Science and Products
Cellular Drug Clinical Trial Organization and Management Platform
Based on the characteristics of clinical trial design for cell and gene therapy, the company has summarized years of clinical practice experience in cell therapy products and developed a framework covering five major modules: project management, clinical operations, medical monitoring, data management, and statistical analysis.SOP ,It can guide the project team to effectively and规范ly execute clinical trial projects for cell products, providing full-process supervision and guidance for subjects from blood sample collection, cell preparation, to cell reinfusion processes, thereby improving the qualification of cell product preparation and the规范性 of cell reinfusion from the source.。
The company has nearly 80 core technology patents in key steps such as cell preparation. Now it has established a pipeline of 10 + genes and cell products for different cancer species, covering gene modification/non-gene modification, multi-target/single target, with target indications covering solid tumors, blood tumors, virus infection and other related diseases. Research and development progress is at the international advanced level. The company has undertaken a number of scientific research projects, such as the National 863 Project, the National Nature Fund, the Ministry of Industry and Information Technology High-quality Development Project, the Beijing Science and Technology Innovation Fund, and the National Ministry of Science and Technology Major New Drug Creation.

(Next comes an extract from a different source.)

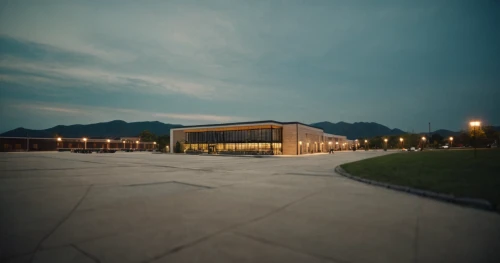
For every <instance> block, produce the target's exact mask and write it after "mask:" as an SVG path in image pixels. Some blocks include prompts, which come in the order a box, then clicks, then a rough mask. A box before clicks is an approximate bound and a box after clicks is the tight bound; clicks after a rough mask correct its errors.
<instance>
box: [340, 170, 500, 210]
mask: <svg viewBox="0 0 500 263" xmlns="http://www.w3.org/2000/svg"><path fill="white" fill-rule="evenodd" d="M335 172H336V173H338V174H340V175H342V176H345V177H347V178H349V179H352V180H356V181H358V182H363V183H367V184H371V185H376V186H380V187H384V188H389V189H393V190H397V191H401V192H407V193H410V194H414V195H419V196H424V197H429V198H432V199H437V200H441V201H445V202H448V203H454V204H459V205H464V206H469V207H474V208H478V209H483V210H488V211H493V212H499V211H497V210H496V209H495V206H494V205H493V204H492V203H490V202H489V201H487V200H484V199H479V198H468V197H455V196H454V195H450V194H440V193H436V192H432V191H428V190H422V189H417V188H412V187H408V186H401V185H395V184H389V183H383V182H379V181H374V180H370V179H365V178H361V177H357V176H353V175H351V174H349V173H348V172H346V171H345V170H344V169H343V168H342V167H340V165H339V166H337V167H335Z"/></svg>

As of June 2024, a total of five immune cell therapy products have entered clinical trials. Core Product EAL®It is an immune cell therapy product approved to enter the Phase II clinical trial of solid tumor treatment in China, and will be included in the list of CDE breakthrough treatment varieties in September 2023, which is expected to fill the gap of immune cell therapy in the field of solid tumors in China. At the same time, with aT19, RC19D2, CAR-T-19 injection and other three approved gene-modified cell drugs into clinical trials, and the perfect combination of two gene-modified product TCR-T-CMV and TCR-T-EBV for infection after hematopoietic stem cell transplantation, a rich research and development layout of immune cell therapy product pipelines in the field of hematological tumors has been formed.